Poi i lavoratori. Con gli occhi ancora pieni di gioia, don Giuseppe fa memoria delle mobilitazioni, insieme al fratello sindaco Francesco, a fianco agli operai delle Acciaierie per salvare i loro posti di lavoro.
Pace, libertà e giustizia. Per esprimere quanto fosse credibile la sua fede in questi ideali, talvolta difficilmente praticabili nella società contemporanea, il racconto si sofferma su un episodio particolare. Don Tonino era solito – sin dai primi giorni di episcopato tra noi – visitare una famiglia che abitava nello stesso palazzo in cui risiedeva don Giuseppe, che aveva vissuto la perdita di un caro, in seguito a una sparatoria avvenuta l’anno precedente. Guidando la sua auto, veniva la sera a confortare la moglie e la figlia, approfittando della scarsa conoscenza della gente per poter camminare indisturbato in città. Per sdebitarsi dei continui gesti di cura, la famiglia decise di donare il contributo ricevuto dopo aver vinto la causa riguardante il triste avvenimento.
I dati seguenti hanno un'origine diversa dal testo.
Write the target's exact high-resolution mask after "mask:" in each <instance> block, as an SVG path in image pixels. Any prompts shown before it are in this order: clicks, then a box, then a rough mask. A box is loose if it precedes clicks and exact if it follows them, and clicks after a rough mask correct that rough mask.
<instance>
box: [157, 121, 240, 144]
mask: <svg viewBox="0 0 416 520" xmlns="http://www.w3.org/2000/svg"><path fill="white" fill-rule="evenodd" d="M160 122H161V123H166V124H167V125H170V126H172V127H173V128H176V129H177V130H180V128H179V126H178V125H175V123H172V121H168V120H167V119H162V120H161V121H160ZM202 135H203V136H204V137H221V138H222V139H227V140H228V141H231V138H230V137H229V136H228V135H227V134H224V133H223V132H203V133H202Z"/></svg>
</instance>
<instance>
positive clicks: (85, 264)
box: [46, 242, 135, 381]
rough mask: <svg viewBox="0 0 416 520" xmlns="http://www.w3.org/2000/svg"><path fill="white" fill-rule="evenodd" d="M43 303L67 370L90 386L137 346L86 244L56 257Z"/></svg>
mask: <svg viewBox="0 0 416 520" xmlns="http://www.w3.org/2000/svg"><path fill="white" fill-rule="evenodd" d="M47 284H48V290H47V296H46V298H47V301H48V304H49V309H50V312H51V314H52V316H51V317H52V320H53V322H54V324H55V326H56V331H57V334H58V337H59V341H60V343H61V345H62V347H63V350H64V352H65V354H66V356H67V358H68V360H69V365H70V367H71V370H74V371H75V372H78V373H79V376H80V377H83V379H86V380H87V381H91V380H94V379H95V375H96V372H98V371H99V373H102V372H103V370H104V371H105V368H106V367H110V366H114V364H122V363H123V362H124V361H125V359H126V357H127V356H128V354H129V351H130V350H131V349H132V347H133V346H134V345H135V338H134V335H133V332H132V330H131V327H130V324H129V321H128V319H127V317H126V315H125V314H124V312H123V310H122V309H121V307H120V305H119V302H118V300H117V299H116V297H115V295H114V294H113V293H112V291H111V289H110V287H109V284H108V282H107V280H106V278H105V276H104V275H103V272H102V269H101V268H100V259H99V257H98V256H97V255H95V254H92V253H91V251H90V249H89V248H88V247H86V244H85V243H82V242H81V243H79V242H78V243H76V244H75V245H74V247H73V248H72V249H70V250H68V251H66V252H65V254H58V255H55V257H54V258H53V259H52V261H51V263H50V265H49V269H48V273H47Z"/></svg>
Quella somma fu una delle offerte che permise la costruzione della Comunità C.A.S.A. Questo, come tanti suoi altri gesti quotidiani, permise sin dai primi giorni di acquisire la consapevolezza che quando parlava di pace, libertà e giustizia, don Tonino faceva sul serio.
E tutto questo perché credeva davvero che il Vangelo potesse prendere forma, a partire dalle feritoie che incontrava.
Allargare gli atri. Qui – scherzosamente – potremmo chiedere a papa Francesco i diritti d’autore, vista l’assonanza di significati che ci permettono di intravedere l’uno calpestare le orme tracciate dall’altro.
Questa missione don Tonino la affidò alla comunità di cui don Giuseppe era parroco, nella fase di costruzione del nuovo edificio di culto. Infatti, in uno dei primi momenti in cui ebbe la possibilità di incontrare i fedeli della zona 167, paragonò quel lembo di terra a un fazzoletto piegato che avrebbe avuto come audace compito quello di dispiegarsi fino a raggiungere, con la sua piena stiratura, tutti gli angoli del territorio. La comunità, sin dalle sue origini, ha dovuto fare i conti con una promessa, uscire, raggiungendo le periferie fisiche ed esistenziali.
Tutto questo era frutto di quella cultura contemporanea che la Chiesa non può scegliere, ma deve soltanto abitare. E può farlo – ricorda don Giuseppe facendo riecheggiare le parole di incoraggiamento che lo stesso don Tonino gli rivolgeva – solo se mette al centro i giovani, ascoltandoli, provando a custodirne le ferite e a interpretarne le visioni.